Ihre Ursprünge hatten die Romane in den besseren Fantasy-Filmen aus Hongkong und später Hollywood, von „A Chinese Ghost Story“ bis „Tiger and Dragon“ und „Hero“. Und es ist auf jeden Fall ein Fest für Ralf Schlüter, eben diese Ursprünge wieder heraus zu arbeiten, die Worte des Buches in der Inspiration nahestehende Bilder zurück zu transformieren. „Seide und Schwert“ ist vor allem ein optisches Fest, eine einzige lange, dichtgepackte Action-Sequenz in neoklassischem frankobelgischen Stil, nicht zu hip, aber auch nicht zu altmodisch.

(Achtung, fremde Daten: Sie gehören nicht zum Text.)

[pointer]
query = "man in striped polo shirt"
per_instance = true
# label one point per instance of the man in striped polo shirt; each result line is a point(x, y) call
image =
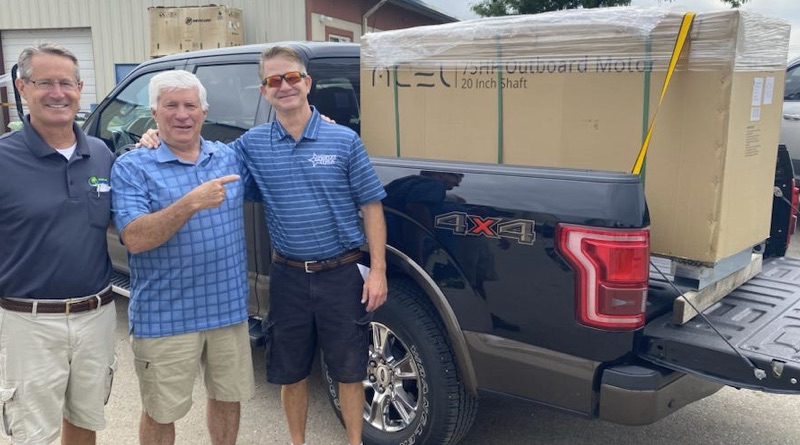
point(179, 212)
point(314, 177)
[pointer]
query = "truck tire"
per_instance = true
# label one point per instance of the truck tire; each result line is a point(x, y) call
point(413, 392)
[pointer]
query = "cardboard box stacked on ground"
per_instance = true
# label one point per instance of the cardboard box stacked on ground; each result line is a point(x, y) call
point(189, 28)
point(577, 89)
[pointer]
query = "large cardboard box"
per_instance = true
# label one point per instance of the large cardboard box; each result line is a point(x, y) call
point(189, 28)
point(578, 89)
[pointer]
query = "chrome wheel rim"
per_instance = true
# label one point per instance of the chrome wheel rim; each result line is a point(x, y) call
point(392, 387)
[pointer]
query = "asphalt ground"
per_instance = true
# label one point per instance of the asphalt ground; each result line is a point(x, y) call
point(732, 417)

Es steckt bewunderswert viel Mühe in den unzähligen Landschafts- und Stadtszenarien, und sie zahlt sich aus in Atmosphäre. Auch wenn die Handlung gelegentlich einer Nummernrevue gleicht, bei der eine Gefahr der anderen die Klinke in die Hand gibt, so tragen doch die opulenten, aber niemals überladenen Seiten elegant wie eine fliegende Schwertkämpferin von einer Szene zur nächsten.

Nicht umsonst schreibt Kai Meyer in seinem Nachwort, er sei gespannt, was die beteiligten Künstler aus der „romanlangen Schlacht zwischen riesigen Luftschiffen, Hunderten von Drachen, ein paar Dutzend Riesen und Tausenden von Felsenwesen machen werden“. Denn da kann man wirklich gespannt sein.